Neurotwins for montage optimization (tES 2.0)

In a recent post, we discussed how digital brain model twins, or Neurotwins, can be used to personalize transcranial electrical stimulation (tES) by simulating the brain’s response to the electric fields. Building on this idea, in the ERC-funded Galvani project, we have been working towards the application of these principles to optimize tDCS montage for epilepsy treatment. The goal is to go beyond simply inhibiting the epileptogenic zone (EZ) and the propagation zone (PZ) and identify additional targets, as well as avoiding excitation of sensitive areas.


How we build Neurotwins for epilepsy

In epilepsy, we use structural MRI images, diffusion MRI (dMRI) images, and stereo-Electroencephalographic (SEEG) recordings of the patients to build a Neurotwin. The whole process is summarized in the image below:

Using Neurotwins to optimize tDCS treatments for epilepsy.
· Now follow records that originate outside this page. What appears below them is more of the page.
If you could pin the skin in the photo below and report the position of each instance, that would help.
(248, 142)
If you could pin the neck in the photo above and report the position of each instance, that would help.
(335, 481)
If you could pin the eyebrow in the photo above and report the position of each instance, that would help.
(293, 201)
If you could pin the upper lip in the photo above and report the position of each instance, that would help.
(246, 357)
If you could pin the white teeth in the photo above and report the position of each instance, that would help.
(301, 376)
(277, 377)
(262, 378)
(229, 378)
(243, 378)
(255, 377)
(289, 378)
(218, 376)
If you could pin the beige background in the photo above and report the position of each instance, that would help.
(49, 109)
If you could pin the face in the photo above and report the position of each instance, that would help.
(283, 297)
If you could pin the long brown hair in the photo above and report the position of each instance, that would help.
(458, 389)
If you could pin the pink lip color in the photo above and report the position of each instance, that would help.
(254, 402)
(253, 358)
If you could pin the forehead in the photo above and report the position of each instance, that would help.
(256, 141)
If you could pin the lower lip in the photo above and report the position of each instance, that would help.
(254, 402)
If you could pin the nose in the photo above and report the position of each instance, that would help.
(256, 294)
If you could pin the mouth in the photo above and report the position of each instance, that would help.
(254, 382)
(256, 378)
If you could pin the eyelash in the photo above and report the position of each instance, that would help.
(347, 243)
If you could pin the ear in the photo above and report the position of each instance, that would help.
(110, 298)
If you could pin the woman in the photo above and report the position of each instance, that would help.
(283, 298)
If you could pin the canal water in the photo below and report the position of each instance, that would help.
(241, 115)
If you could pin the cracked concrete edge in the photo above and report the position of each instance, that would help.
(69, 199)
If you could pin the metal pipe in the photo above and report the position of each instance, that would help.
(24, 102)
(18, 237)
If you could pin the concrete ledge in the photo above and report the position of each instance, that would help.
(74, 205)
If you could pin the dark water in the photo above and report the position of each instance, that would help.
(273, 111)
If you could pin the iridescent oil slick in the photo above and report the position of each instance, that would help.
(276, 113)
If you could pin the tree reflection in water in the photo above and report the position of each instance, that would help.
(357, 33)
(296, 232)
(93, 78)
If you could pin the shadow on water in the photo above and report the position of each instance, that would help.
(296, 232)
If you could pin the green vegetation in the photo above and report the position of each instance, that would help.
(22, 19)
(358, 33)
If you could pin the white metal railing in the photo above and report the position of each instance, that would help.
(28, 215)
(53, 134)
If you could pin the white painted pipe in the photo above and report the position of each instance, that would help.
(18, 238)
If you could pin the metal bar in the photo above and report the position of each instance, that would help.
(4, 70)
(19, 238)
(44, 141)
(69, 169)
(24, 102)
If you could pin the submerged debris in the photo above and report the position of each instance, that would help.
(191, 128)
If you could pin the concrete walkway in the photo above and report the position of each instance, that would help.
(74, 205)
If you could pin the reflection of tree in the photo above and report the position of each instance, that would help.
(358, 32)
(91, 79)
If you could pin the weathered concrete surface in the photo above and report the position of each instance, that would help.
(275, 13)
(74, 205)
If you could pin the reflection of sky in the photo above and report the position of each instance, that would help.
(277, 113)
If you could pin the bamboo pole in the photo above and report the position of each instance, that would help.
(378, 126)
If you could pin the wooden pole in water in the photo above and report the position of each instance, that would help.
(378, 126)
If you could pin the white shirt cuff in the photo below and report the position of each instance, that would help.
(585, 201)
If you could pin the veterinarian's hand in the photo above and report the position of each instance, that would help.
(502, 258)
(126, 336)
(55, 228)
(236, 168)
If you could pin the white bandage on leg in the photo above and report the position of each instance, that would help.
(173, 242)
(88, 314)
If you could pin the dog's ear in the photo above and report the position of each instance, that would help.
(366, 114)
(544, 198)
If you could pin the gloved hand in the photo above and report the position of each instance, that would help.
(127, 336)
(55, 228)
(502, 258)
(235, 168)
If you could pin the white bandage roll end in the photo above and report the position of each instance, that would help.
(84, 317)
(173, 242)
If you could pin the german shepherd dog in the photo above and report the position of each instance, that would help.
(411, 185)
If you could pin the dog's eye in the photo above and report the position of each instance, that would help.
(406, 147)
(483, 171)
Diagram of personalized neurotwin creation showing dMRI, MRI, segmentation, connectome, and BNM. Includes brain scans, graphs, and models. Neuroelectrics

The MRI images are used to create a biophysical head model following the same process as in tES 1.0. The dMRI images are used to obtain the connectome, which is a map of how strongly the different brain regions are connected to each other. The SEEG recordings allow the clinicians to identify the EZ and PZ regions.


With this information, we can begin building a personalized brain network model (BNM). To do so, we use interconnected neural mass models. In the regions identified as EZ, a novel mathematical model that generates seizures developed by our time, while in the rest of the brain, we use a model inspired by the work from Wendling et al, which is capable of propagating seizures but not of entering into seizure by itself.


We set the connections between these regions following the connectome, and we tune the model’s parameters to reproduce the early seizure spread seen in the patient’s SEEG recording. This process is done with the help of an evolutionary algorithm, and once it is finished, we have our patient’s Neurotwin ready. If you want to know more about how we create Neurotwins for patients with epilepsy, check out our new paper on Personalized Whole-Brain Models of Seizure Propagation.


Neurotwin-based montage optimization

Once the Neurotwin is in place, we can begin the search for an optimal electrode montage. The process to evaluate a montage begins by analyzing its effects on seizure spread as follows:


  1. We estimate the electric field generated by the montage using the personalized biophysical head model.

  2. For each neural population in the brain network model, we calculate the perturbation caused by the electric field as explained in our post about Predicting how brain stimulation affects neurons

  3. We simulate these perturbations in the personalized brain network model.

  4. We quantify the spread by counting the number of brain regions to which the seizure propagates.


This evaluation relies on the imprint hypothesis, which is the idea that the acute effects observed in the model (e.g., suppressed spread) can predict long-term therapeutic outcomes.


The optimal montage is the one that reduces seizure spread the most. But here’s the challenge: many different montages might suppress seizures equally well. So, how do we choose among them?


To resolve this ambiguity, we incorporate a secondary objective inspired by our tES 1.0 approach: a target map. This map prioritizes inhibitory stimulation in both EZ and PZ regions. Among all montages that stop the seizure, we prefer those that also best match this target map.


This multi-objective optimization is not trivial. To navigate the complex, high-dimensional montage space, we use an evolutionary algorithm—a method well-suited for searching under uncertainty and non-convexity.


Looking ahead

This Neurotwin-driven pipeline is already being used in an ongoing clinical trial (NCT06334952). As we continue to refine these tools and collect clinical evidence, we hope that this methodology will enhance the safety and effectiveness of tES. We believe that with the Neurotwin framework, we can:


  • Identify new targets beyond the obvious epileptogenic zones.

  • Enhance the safety of the therapy by avoiding unintended excitation of sensitive areas.

  • Provide a rational, model-based framework to better understand the network-level effects of tDCS.